Respecting user preference with global "light dark"
Use case: The whole site should follow the user’s system or app preference (light or dark). No toggle—the browser decides.
Setup:
- In Color Scheme (Light/Dark), turn Enable Color Scheme Support on.
- Set Website Scheme to light dark.
ACSS sets color-scheme: light dark on :root. The browser then uses the user’s preference (e.g. OS or browser setting) to resolve every light-dark(light, dark) variable. Your palette automatically matches that preference site-wide. Form controls, scrollbars, and other UA UI also follow the same scheme.
This is the best option for accessibility and “it just works” dark mode with no extra UI.
Loading a light or dark site by default with a manual switch
Use case: The site loads in one scheme (e.g. light) and the user can switch to the other via a button or control. The choice can be stored (e.g. in localStorage) and reapplied on the next visit.
Setup:
- Enable Color Scheme Support.
- Set Website Scheme to light only or dark only so the default load is the scheme you design for.
- Implement a toggle (e.g. “Dark mode” button) that:
- Updates
color-schemeon the root (e.g. on<html>or a wrapper). For example, when the user turns dark mode on, setcolor-scheme: darkon the root; when off, setcolor-scheme: light. - Optionally saves the choice and restores it on load so the next visit starts in the user’s preferred scheme.
- Updates
Because your variables are already light-dark(light, dark), changing the root color-scheme is enough—all variables flip without changing any class names or tokens. You can use a small script or a builder feature that toggles a class that sets color-scheme: dark or light on the root.
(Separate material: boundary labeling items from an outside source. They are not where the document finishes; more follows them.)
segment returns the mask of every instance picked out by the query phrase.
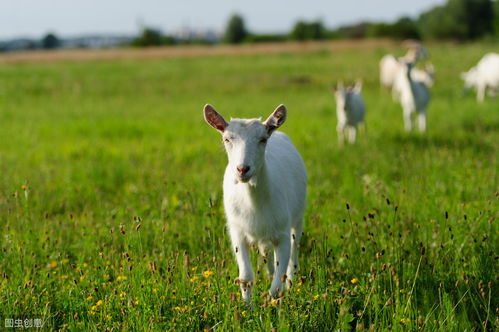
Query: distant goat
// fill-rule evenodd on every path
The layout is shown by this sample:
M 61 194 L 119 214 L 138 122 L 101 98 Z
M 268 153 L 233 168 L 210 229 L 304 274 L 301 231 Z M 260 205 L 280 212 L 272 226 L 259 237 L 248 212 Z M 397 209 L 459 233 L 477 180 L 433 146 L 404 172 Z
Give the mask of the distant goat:
M 499 91 L 499 54 L 487 53 L 475 67 L 461 73 L 461 78 L 464 80 L 465 90 L 476 88 L 479 102 L 484 100 L 485 92 L 495 96 Z
M 404 45 L 409 50 L 403 57 L 396 58 L 392 54 L 387 54 L 381 58 L 379 62 L 379 80 L 381 86 L 391 88 L 399 70 L 403 69 L 404 63 L 415 64 L 418 60 L 428 57 L 428 52 L 421 43 L 410 41 L 405 42 Z
M 272 297 L 284 291 L 286 280 L 291 285 L 298 268 L 307 175 L 291 140 L 276 131 L 286 114 L 286 107 L 280 105 L 265 122 L 226 122 L 211 105 L 204 107 L 205 120 L 222 134 L 227 151 L 224 207 L 239 266 L 236 281 L 246 302 L 251 300 L 254 281 L 250 244 L 257 244 L 265 256 Z
M 412 63 L 403 63 L 393 84 L 392 95 L 404 112 L 404 124 L 407 131 L 413 128 L 412 118 L 417 113 L 419 131 L 426 131 L 426 109 L 430 102 L 430 92 L 426 84 L 413 77 Z
M 345 88 L 343 83 L 333 88 L 336 97 L 336 116 L 338 124 L 338 142 L 343 145 L 345 142 L 345 131 L 348 131 L 348 142 L 355 143 L 357 127 L 364 125 L 366 107 L 362 99 L 362 82 L 357 81 L 354 87 Z

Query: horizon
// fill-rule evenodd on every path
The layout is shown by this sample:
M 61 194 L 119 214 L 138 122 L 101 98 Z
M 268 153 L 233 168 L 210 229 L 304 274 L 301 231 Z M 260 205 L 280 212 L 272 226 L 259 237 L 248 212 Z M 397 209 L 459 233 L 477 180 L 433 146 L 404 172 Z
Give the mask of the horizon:
M 222 33 L 233 14 L 244 18 L 250 32 L 287 33 L 299 20 L 320 20 L 327 28 L 334 29 L 364 21 L 393 22 L 401 17 L 416 18 L 422 12 L 443 3 L 445 0 L 421 0 L 408 6 L 397 0 L 377 3 L 353 0 L 336 8 L 337 4 L 324 0 L 310 0 L 307 3 L 293 1 L 291 4 L 284 0 L 271 3 L 256 0 L 251 4 L 219 0 L 216 4 L 200 1 L 176 3 L 172 10 L 173 6 L 160 0 L 145 0 L 142 5 L 119 0 L 105 3 L 97 0 L 77 1 L 76 4 L 63 0 L 53 0 L 50 4 L 19 0 L 1 5 L 0 40 L 37 39 L 48 33 L 61 38 L 134 36 L 145 27 L 166 34 L 182 29 Z M 195 10 L 192 10 L 193 6 Z M 276 20 L 280 17 L 278 14 L 283 18 Z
Default light or dark, with scheme only for parts of the site
Use case: The site is mostly one scheme (e.g. light), but you want:
- Certain areas to be inverted (e.g. a dark footer or a dark card), or
- “Alt” versions of components (e.g. a light card on a dark page, or dark form/icon variants) without making the whole site switch.
Setup:
- Enable Color Scheme Support.
- Set Website Scheme to light only or dark only so the page default is fixed.
- So only specific elements use the other scheme, either:
- Use the
color-schemeproperty on the block – Add a wrapper (e.g. a card, form container, icon block) and setcolor-scheme: darkorcolor-scheme: lighton it—via the utility classes .scheme--dark / .scheme--light or in your own CSS. That subtree then uses the dark or light value of everylight-dark()variable. - Or use Force Scheme in the dashboard – Under Force Scheme, enter selectors for elements that should always be dark or always light. Those elements (and their descendants) get the corresponding
color-schemeand thus the right variable values.
- Use the
So the main page stays light (or dark), and only the sections you wrap or target switch. That gives you:
- Inverted sections (e.g. dark hero or dark sidebar on a light site).
- Alt components: e.g. a “dark” card or “dark” form that’s just a wrapper with
.scheme--darkso it uses dark palette values while the rest of the page stays light.
Icons, forms, and other components that use ACSS palette variables will respond to the scheme of their nearest ancestor with a set color-scheme, so you can mix light and dark components on the same page.
Sections, blocks, or components that you manually flip the scheme for will not appear to invert correctly if they don’t have explicitly defined background and foreground colors. For example, a section with no background that relies on the body background will not invert its background, because it has no background set. The same can be true for text that inherits the body color—headings and text should have their color set in the typography settings for manual color scheme inversion to work more consistently.
Customizing scheme with manual light-dark functions
Use case: You want a property to switch with the active scheme but the value isn’t in the ACSS palette—e.g. a custom border color, a shadow, or a one-off background. Or you want to override a palette variable for one component with a different light/dark pair.
Approach: Use the light-dark(light-value, dark-value) function directly in your own CSS or in the input fields in the ACSS dashboard. The effective scheme (from color-scheme on the element or an ancestor) decides which argument is used.
These rules respect the same scheme context as ACSS variables: inside a .scheme--dark wrapper, the second (dark) value is used; inside .scheme--light or on a light page, the first (light) value is used. So you can customize individual properties without leaving the palette for everything else.